The patient’s voice. Alvarnas asked for input on a highly discussed issue within the CMS: how to incorporate patient feedback—including information on both drug and financial toxicity—into the decision-making process and, possibly, into the reimbursement process. Both Jackman and Fields said the answers are not always so obvious. Jackman said the Dana-Farber group discussed whether to incorporate patient out-of-pocket cost information into the EHR. But based on feedback from a patient and family advisory council, they opted against this change. According to Jackman, the advocates said, “We worry that it might create different standards of care; that doctors—whether intentional or not—might make assumptions about what a patient can or would want or could afford, and that doctors might then choose the cheaper thing without actually addressing it with the patient.”

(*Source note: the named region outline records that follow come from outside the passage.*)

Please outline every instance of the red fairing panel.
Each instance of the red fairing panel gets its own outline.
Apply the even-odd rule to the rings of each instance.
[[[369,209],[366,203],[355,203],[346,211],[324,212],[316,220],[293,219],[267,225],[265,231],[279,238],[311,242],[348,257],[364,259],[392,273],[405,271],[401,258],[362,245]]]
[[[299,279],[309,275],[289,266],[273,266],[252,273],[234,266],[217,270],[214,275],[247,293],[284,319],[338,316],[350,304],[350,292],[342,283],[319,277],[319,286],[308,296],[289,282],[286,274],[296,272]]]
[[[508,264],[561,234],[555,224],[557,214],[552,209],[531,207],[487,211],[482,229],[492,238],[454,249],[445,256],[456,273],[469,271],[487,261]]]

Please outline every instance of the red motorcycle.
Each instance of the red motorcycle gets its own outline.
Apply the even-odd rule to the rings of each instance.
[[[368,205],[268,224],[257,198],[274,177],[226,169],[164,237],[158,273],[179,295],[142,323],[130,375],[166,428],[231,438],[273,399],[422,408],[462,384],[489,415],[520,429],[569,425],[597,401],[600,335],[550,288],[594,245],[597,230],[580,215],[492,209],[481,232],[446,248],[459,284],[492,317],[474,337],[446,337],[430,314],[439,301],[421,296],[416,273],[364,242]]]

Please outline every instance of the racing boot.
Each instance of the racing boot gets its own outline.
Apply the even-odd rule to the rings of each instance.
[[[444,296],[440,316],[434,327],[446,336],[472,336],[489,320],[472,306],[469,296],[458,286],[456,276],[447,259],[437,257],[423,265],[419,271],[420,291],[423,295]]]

The decision was that if cost information were included, it had to be made available to the patient as well, Jackman said.

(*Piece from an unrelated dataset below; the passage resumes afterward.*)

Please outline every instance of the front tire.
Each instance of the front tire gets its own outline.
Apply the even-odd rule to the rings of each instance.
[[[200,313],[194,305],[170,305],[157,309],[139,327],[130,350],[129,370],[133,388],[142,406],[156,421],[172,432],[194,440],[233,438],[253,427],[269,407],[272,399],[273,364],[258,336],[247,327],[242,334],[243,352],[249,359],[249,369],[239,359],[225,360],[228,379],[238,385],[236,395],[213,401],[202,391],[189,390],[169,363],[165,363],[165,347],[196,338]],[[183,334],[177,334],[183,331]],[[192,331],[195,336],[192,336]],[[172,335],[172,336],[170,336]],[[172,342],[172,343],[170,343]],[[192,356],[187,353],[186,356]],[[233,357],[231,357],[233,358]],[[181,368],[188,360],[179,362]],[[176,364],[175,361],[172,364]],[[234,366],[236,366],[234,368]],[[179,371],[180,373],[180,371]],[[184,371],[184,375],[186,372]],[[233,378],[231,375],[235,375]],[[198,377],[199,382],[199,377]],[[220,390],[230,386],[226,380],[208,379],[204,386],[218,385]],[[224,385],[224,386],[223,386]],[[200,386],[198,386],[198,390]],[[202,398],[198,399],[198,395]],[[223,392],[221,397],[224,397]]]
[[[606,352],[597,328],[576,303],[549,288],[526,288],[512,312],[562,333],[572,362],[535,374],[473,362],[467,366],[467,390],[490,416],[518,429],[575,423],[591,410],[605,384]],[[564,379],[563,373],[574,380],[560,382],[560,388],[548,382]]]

As for adverse events (AEs), such as nausea, Fields said the question is whether the physician wants to know those things upon prescribing the drug and deal with them up front. Moffitt, Fields said, has created an entire group focused on dealing with AEs with a goal of running parallel with the pathways program. As for financial toxicity, she said, “Our pathways program can help identify which patients might want to focus on purchasing toxicities or other kinds of issues” so that the clinician will know to refer that patient to a financial counselor.
When it comes to electronic patient reported outcomes (ePROs), Fields said it’s not clear that ePROs have reached the point where clinicians believe they are “accomplishing what we wish it will accomplish, which is taking patient feedback at the point of care and acting on it.”

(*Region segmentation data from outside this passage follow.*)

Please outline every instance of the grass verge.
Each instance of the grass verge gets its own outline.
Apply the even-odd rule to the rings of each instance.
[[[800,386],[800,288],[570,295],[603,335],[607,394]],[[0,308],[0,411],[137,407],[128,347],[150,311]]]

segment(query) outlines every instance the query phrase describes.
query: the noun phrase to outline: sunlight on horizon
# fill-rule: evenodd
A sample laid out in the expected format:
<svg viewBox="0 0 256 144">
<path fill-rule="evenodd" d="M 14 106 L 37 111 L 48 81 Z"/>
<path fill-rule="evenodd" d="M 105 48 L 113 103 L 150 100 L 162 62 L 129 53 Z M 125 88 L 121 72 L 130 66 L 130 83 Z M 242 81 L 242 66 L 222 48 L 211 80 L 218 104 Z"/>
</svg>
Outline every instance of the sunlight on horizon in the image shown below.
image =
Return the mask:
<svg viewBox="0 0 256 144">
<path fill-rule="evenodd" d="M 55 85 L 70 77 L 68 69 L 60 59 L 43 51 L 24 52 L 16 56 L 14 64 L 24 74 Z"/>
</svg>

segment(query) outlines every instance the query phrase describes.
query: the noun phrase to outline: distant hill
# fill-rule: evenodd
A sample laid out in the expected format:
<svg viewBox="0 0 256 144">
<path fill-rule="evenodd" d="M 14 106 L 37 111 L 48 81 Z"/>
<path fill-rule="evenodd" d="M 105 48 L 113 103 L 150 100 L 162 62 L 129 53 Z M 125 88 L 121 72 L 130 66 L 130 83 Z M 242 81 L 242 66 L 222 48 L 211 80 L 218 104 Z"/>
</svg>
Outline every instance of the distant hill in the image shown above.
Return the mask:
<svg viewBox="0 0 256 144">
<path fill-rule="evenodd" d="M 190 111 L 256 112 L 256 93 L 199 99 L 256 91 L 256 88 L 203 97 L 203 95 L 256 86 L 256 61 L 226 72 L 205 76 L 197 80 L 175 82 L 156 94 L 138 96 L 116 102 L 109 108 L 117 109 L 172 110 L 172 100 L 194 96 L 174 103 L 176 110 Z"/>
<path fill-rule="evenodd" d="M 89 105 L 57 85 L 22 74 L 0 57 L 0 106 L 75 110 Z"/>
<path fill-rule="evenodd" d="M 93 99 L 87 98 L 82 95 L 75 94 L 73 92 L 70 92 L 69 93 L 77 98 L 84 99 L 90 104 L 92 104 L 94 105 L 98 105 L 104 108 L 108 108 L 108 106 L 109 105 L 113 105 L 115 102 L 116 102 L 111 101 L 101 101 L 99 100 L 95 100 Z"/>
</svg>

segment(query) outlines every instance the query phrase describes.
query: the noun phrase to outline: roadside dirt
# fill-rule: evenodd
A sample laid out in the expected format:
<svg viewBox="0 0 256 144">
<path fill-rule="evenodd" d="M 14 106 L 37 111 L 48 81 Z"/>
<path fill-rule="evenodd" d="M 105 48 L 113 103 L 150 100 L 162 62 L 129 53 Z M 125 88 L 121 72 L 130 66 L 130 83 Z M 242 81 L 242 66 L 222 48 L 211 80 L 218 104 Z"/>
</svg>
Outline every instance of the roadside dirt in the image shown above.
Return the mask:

The value proposition. With health systems and payers making “enormous investments” in the development of pathways, Alvarnas asked Debono: “What do you see as the value proposition around these pathways and treatment guidelines? And where does cost figure into the value proposition?”
Debono said developing a pathway is hard work but it replaces the need for busy clinicians to individually troubleshoot the literature, understand individual clinical trial designs, and “arrive at a value orientation.” As for cost, he said, “I think most clinicians don’t really know the cost of many drugs, particularly some of the new drugs.”
“So the work entailed to arrive at a value-oriented pathway, I think, does add some value to the busy physician and the busy practice,” he said. “The issue of cost is certainly a controversial one. But I think all of us here in this room understand the difficulty in the cost of medical therapeutics, particularly in oncology, and so our panel spends most of their time talking about efficacy and toxicity of new drug regimens. Because that’s really where the action is.”
There are scenarios, he said, where clinicians can arrive at multiple drugs or regimens that are “relatively equivalent” and then, “Cost does come into the conversation.” Toxicity of one drug over another may also be an issue, he said.
“And you’ll notice in some of our pathways, if maybe some of the branded drugs are not on our pathways—even though they’re readily reimbursed—there’s no obstacle to reimbursement for those drugs, but they may not arrive at a true value orientation.”